The GOP is Trump's party now
When President Donald Trump nominated anti-vaccine activist Robert F. Kennedy Jr. as secretary of health and human services and former Rep. Tulsi Gabbard as director of national intelligence, political observers us included wondered whether the Republican-controlled Senate would sign off on these controversial nominees. We likely got our answer last week, when both of their nominations passed out of committee, a good omen for their chances on the Senate floor. No Republican senators voted against them.
In retrospect, this shouldn't have been surprising. Traditional Republicans who might be willing to stand up to Trump are a dying breed in Washington.
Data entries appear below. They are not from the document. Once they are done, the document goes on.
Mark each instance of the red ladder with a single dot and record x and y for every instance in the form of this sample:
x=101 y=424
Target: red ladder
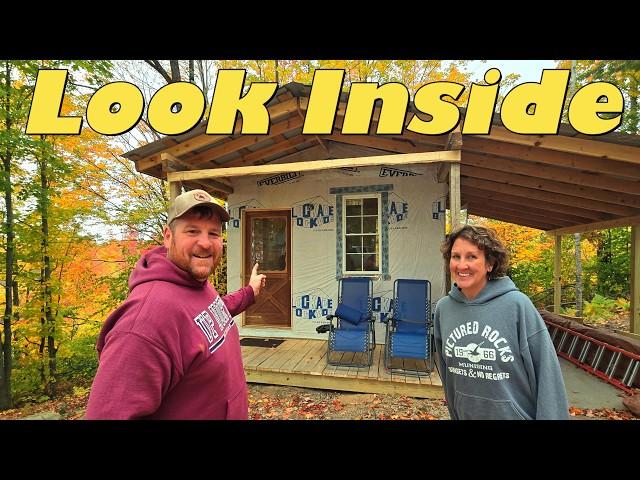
x=592 y=355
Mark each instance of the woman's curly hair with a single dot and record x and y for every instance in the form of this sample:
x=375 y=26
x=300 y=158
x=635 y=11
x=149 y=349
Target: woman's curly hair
x=486 y=240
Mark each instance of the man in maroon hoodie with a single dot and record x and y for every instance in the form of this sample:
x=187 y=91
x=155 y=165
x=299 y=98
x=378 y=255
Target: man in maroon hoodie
x=172 y=350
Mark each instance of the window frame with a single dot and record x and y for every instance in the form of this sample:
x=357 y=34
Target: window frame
x=379 y=253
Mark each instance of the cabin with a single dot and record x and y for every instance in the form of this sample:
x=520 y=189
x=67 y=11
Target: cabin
x=311 y=209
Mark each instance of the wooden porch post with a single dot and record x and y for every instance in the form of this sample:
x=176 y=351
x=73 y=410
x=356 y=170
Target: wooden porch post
x=175 y=188
x=454 y=194
x=454 y=142
x=557 y=274
x=634 y=321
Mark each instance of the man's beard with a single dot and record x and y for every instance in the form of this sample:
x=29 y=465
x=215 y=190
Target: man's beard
x=187 y=267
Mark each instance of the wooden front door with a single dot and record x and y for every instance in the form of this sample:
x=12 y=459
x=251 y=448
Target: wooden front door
x=267 y=241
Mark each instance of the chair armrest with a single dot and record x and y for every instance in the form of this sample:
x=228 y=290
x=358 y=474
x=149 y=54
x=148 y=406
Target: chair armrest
x=323 y=328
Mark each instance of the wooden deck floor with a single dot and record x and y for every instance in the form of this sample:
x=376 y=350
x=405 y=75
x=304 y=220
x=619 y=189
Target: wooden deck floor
x=303 y=363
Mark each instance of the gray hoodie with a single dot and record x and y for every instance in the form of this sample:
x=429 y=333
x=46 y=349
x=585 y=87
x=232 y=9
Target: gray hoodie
x=497 y=361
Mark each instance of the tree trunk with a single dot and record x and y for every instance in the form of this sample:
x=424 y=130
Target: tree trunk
x=576 y=240
x=5 y=338
x=49 y=320
x=175 y=71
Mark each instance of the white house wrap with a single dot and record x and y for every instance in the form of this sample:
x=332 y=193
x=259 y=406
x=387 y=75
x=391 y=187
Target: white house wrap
x=410 y=236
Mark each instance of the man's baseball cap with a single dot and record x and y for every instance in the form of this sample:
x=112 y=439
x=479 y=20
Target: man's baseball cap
x=187 y=200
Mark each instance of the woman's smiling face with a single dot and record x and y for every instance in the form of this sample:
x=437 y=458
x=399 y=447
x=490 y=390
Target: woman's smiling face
x=468 y=267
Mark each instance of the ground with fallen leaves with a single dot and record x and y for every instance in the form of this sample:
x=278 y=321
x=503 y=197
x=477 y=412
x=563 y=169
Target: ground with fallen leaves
x=271 y=402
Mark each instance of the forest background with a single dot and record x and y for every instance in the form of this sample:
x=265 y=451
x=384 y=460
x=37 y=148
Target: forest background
x=76 y=215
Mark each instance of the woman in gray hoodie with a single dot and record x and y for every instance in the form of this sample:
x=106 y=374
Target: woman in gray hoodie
x=497 y=361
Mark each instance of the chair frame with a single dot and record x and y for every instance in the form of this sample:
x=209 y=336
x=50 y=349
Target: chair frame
x=392 y=326
x=370 y=331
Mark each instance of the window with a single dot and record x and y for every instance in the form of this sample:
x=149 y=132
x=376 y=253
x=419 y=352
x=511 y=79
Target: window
x=361 y=229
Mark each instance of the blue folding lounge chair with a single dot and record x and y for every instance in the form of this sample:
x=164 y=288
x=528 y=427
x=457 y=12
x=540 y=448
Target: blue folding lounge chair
x=353 y=331
x=408 y=333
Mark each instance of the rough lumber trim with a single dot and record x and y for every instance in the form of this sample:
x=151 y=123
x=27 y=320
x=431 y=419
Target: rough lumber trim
x=618 y=222
x=403 y=159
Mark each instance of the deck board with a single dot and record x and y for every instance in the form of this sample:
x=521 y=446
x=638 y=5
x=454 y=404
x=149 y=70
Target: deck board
x=303 y=363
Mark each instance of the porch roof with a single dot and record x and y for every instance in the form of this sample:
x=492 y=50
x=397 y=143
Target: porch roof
x=560 y=183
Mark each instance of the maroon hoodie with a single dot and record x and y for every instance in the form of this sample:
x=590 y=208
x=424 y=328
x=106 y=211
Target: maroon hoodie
x=171 y=350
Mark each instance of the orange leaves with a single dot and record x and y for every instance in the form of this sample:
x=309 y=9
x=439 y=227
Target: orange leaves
x=602 y=413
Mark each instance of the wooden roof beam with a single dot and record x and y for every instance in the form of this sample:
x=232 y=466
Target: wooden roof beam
x=505 y=217
x=538 y=194
x=221 y=184
x=545 y=213
x=558 y=174
x=562 y=143
x=517 y=213
x=249 y=158
x=624 y=202
x=244 y=141
x=551 y=157
x=269 y=169
x=619 y=222
x=581 y=214
x=277 y=110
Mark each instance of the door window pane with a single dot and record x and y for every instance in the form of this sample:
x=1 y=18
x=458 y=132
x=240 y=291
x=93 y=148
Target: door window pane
x=269 y=243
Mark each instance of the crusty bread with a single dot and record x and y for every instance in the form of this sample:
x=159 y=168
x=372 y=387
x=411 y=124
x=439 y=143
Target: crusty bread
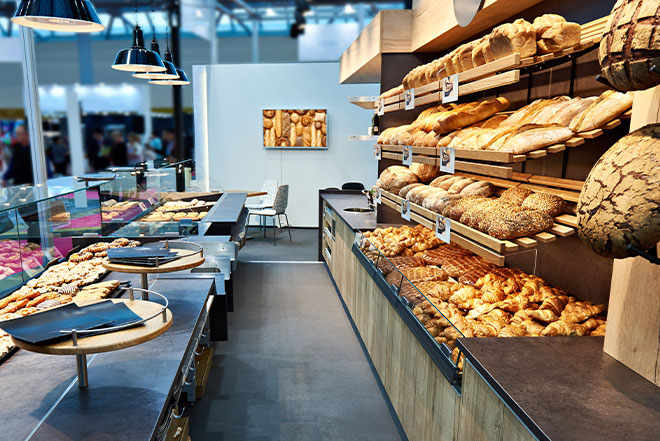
x=464 y=115
x=608 y=106
x=531 y=137
x=558 y=37
x=425 y=172
x=510 y=38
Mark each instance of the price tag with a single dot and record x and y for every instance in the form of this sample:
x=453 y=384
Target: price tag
x=407 y=155
x=443 y=228
x=409 y=98
x=405 y=209
x=450 y=89
x=447 y=159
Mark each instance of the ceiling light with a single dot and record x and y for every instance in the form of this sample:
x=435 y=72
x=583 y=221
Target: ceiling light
x=137 y=58
x=58 y=15
x=182 y=80
x=169 y=74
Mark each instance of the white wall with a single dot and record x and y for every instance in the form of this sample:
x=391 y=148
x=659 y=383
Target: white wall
x=234 y=98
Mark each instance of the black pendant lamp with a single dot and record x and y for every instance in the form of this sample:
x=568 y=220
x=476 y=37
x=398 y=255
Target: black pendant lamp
x=137 y=58
x=58 y=15
x=170 y=72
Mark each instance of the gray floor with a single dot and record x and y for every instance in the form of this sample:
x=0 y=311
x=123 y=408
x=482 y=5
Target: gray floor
x=302 y=246
x=293 y=368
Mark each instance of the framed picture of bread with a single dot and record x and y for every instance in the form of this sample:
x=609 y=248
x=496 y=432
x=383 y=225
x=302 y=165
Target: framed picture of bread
x=303 y=129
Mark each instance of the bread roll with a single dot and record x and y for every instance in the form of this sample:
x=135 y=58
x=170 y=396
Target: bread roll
x=620 y=199
x=510 y=38
x=425 y=172
x=396 y=177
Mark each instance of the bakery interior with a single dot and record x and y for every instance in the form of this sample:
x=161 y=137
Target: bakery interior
x=312 y=219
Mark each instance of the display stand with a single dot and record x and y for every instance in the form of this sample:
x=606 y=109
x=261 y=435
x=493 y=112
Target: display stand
x=155 y=318
x=191 y=256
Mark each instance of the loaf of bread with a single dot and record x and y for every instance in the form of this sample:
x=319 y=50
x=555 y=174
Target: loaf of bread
x=470 y=113
x=620 y=199
x=608 y=106
x=549 y=204
x=396 y=177
x=510 y=38
x=631 y=45
x=425 y=172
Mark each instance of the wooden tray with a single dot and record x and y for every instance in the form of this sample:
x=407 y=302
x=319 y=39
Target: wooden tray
x=114 y=340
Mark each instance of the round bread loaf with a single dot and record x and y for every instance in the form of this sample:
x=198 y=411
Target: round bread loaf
x=620 y=200
x=631 y=45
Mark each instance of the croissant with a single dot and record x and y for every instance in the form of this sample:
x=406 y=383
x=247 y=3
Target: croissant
x=543 y=315
x=577 y=312
x=555 y=304
x=561 y=327
x=512 y=331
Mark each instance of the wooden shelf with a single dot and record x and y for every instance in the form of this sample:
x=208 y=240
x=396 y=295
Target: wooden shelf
x=488 y=247
x=366 y=102
x=388 y=32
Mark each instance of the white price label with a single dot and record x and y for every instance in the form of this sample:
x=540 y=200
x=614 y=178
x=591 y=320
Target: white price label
x=381 y=107
x=443 y=228
x=447 y=159
x=407 y=155
x=405 y=209
x=409 y=98
x=450 y=89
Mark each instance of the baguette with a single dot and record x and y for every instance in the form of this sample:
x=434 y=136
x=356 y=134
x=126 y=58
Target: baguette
x=608 y=106
x=464 y=115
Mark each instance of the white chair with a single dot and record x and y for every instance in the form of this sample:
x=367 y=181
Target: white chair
x=270 y=187
x=279 y=207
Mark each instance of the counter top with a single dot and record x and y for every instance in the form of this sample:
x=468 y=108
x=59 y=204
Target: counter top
x=565 y=388
x=357 y=221
x=128 y=389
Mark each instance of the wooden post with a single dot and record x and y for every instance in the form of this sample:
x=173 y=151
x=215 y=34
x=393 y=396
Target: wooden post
x=633 y=319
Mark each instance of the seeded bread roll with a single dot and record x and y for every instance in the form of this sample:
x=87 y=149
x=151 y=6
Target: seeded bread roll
x=620 y=200
x=549 y=204
x=515 y=195
x=404 y=191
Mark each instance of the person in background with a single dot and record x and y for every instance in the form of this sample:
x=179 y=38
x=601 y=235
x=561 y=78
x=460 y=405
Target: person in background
x=60 y=155
x=168 y=141
x=20 y=166
x=156 y=146
x=134 y=149
x=119 y=151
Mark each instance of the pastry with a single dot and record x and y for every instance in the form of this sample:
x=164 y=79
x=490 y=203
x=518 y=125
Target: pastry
x=620 y=199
The GOP caucus saw a record amount of turnover during Trump's first term, with the result that a majority of Republicans in Congress today were first elected in the Trump era and these new members are more conservative than those they replaced.
Let me take you back just eight years ago to Jan. 20, 2017. On the day Trump took office for the first time, there were 293 Republican members of the House and Senate. Few, if any, of them were products of the Trump movement; the new president had won the Republican nomination over the opposition of many GOP elites, and few had expected him to win the general election and actually serve alongside them.
But Trump proved his doubters wrong and quickly got to work refashioning the Republican Party into the party of Trump. The proof of his success is in the numbers: Today, only 121 of those 293 B.T. (Before Trump) Republican legislators (41 percent) still have an office on Capitol Hill.
https://abcnews.go.com/538/gop-trumps-party-now/story
Lindsey Graham predicted this but now he's groveling in hopes of surviving.